From: "Torsten Bögershausen" <tboegi@web.de>
To: Junio C Hamano <gitster@pobox.com>
Cc: "Nguyễn Thái Ngọc Duy" <pclouds@gmail.com>,
git@jeffhostetler.com, git@vger.kernel.org, newren@gmail.com,
pawelparuzel95@gmail.com, peff@peff.net,
sandals@crustytoothpaste.net,
"SZEDER Gábor" <szeder.dev@gmail.com>
Subject: Re: [PATCH v4] clone: report duplicate entries on case-insensitive filesystems
Date: Thu, 16 Aug 2018 16:03:12 +0200 [thread overview]
Message-ID: <20180816140312.GA6102@tor.lan> (raw)
In-Reply-To: <xmqqtvnvh12u.fsf@gitster-ct.c.googlers.com>
On Wed, Aug 15, 2018 at 12:38:49PM -0700, Junio C Hamano wrote:
This should answer Duys comments as well.
> Torsten Bögershausen <tboegi@web.de> writes:
>
[snip]
> > Should the following be protected by core.checkstat ?
> > if (check_stat) {
>
> I do not think such a if statement is strictly necessary.
>
> Even if check_stat tells us "when checking if a cached stat
> information tells us that the path may have modified, use minimum
> set of fields from the 'struct stat'", we still capture and update
> the values from the same "full" set of fields when we mark a cache
> entry up-to-date.
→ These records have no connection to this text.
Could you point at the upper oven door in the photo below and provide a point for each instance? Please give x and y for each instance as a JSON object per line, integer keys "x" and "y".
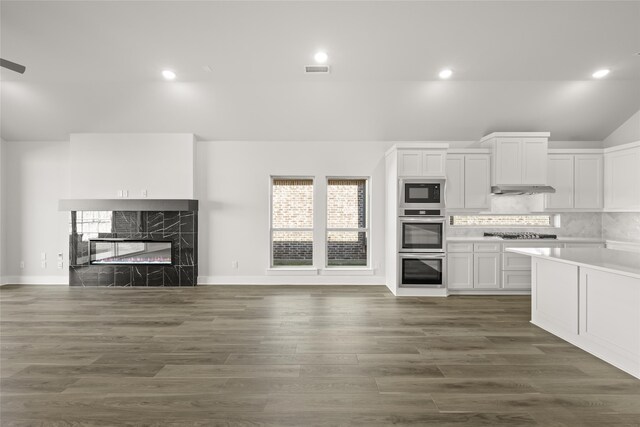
{"x": 421, "y": 235}
{"x": 421, "y": 193}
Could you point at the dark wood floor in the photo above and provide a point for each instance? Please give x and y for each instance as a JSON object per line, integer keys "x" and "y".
{"x": 293, "y": 356}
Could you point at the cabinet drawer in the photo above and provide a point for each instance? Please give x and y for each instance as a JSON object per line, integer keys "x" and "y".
{"x": 459, "y": 247}
{"x": 584, "y": 245}
{"x": 486, "y": 247}
{"x": 511, "y": 261}
{"x": 516, "y": 279}
{"x": 530, "y": 244}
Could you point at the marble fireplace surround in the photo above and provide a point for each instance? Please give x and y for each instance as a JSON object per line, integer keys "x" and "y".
{"x": 174, "y": 220}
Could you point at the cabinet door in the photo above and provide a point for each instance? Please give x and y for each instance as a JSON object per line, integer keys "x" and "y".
{"x": 534, "y": 161}
{"x": 508, "y": 155}
{"x": 460, "y": 271}
{"x": 588, "y": 181}
{"x": 560, "y": 177}
{"x": 477, "y": 181}
{"x": 486, "y": 270}
{"x": 410, "y": 162}
{"x": 622, "y": 179}
{"x": 517, "y": 280}
{"x": 433, "y": 163}
{"x": 584, "y": 245}
{"x": 455, "y": 181}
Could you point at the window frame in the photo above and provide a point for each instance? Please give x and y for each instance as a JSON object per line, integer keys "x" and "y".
{"x": 272, "y": 178}
{"x": 366, "y": 230}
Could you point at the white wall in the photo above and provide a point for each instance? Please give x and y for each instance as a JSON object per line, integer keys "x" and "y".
{"x": 629, "y": 131}
{"x": 2, "y": 207}
{"x": 161, "y": 164}
{"x": 35, "y": 175}
{"x": 234, "y": 179}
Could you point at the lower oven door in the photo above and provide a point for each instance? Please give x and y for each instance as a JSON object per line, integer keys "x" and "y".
{"x": 424, "y": 270}
{"x": 418, "y": 234}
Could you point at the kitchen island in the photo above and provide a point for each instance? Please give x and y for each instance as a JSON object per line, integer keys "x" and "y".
{"x": 589, "y": 297}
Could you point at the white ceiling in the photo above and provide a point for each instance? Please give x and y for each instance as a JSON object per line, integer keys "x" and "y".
{"x": 95, "y": 67}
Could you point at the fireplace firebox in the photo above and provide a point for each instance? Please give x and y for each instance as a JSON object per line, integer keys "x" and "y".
{"x": 130, "y": 252}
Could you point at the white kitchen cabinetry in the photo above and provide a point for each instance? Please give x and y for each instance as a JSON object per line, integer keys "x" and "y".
{"x": 622, "y": 178}
{"x": 518, "y": 158}
{"x": 578, "y": 180}
{"x": 486, "y": 270}
{"x": 460, "y": 270}
{"x": 473, "y": 267}
{"x": 455, "y": 181}
{"x": 421, "y": 163}
{"x": 468, "y": 181}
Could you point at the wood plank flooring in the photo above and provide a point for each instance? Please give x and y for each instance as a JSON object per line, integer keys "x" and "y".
{"x": 293, "y": 356}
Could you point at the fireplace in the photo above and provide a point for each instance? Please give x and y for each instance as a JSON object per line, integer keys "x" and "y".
{"x": 130, "y": 252}
{"x": 132, "y": 242}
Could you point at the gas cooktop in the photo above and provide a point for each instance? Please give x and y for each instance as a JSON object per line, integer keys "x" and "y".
{"x": 522, "y": 235}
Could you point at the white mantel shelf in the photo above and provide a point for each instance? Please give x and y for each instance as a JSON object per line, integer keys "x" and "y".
{"x": 609, "y": 260}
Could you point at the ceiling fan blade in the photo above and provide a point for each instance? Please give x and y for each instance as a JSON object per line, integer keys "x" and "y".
{"x": 12, "y": 66}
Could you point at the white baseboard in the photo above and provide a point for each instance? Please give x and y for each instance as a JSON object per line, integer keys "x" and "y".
{"x": 289, "y": 280}
{"x": 35, "y": 280}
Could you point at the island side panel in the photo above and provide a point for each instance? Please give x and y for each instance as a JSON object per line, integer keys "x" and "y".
{"x": 610, "y": 318}
{"x": 554, "y": 302}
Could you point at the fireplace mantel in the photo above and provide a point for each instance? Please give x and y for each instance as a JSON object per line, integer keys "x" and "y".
{"x": 128, "y": 205}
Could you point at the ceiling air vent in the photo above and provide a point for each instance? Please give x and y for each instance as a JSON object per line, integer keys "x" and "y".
{"x": 316, "y": 69}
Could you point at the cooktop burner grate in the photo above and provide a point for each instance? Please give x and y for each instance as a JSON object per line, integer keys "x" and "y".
{"x": 525, "y": 235}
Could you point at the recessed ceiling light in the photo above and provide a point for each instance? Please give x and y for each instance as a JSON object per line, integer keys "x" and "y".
{"x": 321, "y": 57}
{"x": 600, "y": 73}
{"x": 446, "y": 73}
{"x": 168, "y": 75}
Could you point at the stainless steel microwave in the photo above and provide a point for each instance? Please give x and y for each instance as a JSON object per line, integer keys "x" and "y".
{"x": 421, "y": 194}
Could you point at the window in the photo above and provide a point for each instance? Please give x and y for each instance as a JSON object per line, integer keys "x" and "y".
{"x": 504, "y": 220}
{"x": 347, "y": 222}
{"x": 291, "y": 222}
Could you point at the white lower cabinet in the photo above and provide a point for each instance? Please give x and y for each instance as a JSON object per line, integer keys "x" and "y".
{"x": 460, "y": 270}
{"x": 478, "y": 266}
{"x": 473, "y": 270}
{"x": 486, "y": 270}
{"x": 517, "y": 280}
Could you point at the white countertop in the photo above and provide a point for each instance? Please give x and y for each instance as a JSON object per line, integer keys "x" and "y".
{"x": 498, "y": 239}
{"x": 609, "y": 260}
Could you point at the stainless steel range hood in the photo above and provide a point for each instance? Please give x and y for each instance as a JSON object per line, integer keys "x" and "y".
{"x": 514, "y": 190}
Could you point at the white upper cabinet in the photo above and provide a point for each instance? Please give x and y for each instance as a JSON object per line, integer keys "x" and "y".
{"x": 622, "y": 178}
{"x": 560, "y": 177}
{"x": 578, "y": 180}
{"x": 455, "y": 181}
{"x": 421, "y": 163}
{"x": 468, "y": 181}
{"x": 588, "y": 181}
{"x": 534, "y": 160}
{"x": 477, "y": 181}
{"x": 508, "y": 161}
{"x": 519, "y": 158}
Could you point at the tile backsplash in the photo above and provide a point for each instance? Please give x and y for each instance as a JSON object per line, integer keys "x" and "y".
{"x": 574, "y": 224}
{"x": 621, "y": 226}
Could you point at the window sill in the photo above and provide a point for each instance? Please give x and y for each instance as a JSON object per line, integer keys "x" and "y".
{"x": 347, "y": 271}
{"x": 292, "y": 271}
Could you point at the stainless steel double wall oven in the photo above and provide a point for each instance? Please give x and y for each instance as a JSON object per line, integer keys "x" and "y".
{"x": 421, "y": 234}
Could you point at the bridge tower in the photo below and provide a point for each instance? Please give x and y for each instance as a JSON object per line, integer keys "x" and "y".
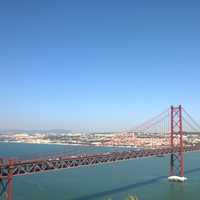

So it all depends on why you are limiting with
> check_stat. Is it because stdev is unusable? Is it because nsec is
> unusable? Is it because ino is unusable? Only in the last case,
> paying attention to check_stat will reduce the false positive.
>
> But then you made me wonder what value check_stat has on Windows.
> If it is false, perhaps we do not even need the conditional
> compilation, which is a huge plus.
Agreed:
check_stat is 0 on Windows, and inum is allways 0 in lstat().
I was thinking about systems which don't have inodes and inum,
and then generate an inum in memory, sometimes random.
After a reboot or a re-mount of the file systems those ino values
change.
However, for the initial clone we are fine in any case.
>
> >> + if (dup->ce_stat_data.sd_ino == st->st_ino) {
> >> + dup->ce_flags |= CE_MATCHED;
> >> + break;
> >> + }
> >> + }
> >> +#endif
> >
> > Another thing is that we switch of the ASCII case-folding-detection-logic
> > off for Windows users, even if we otherwise rely on icase.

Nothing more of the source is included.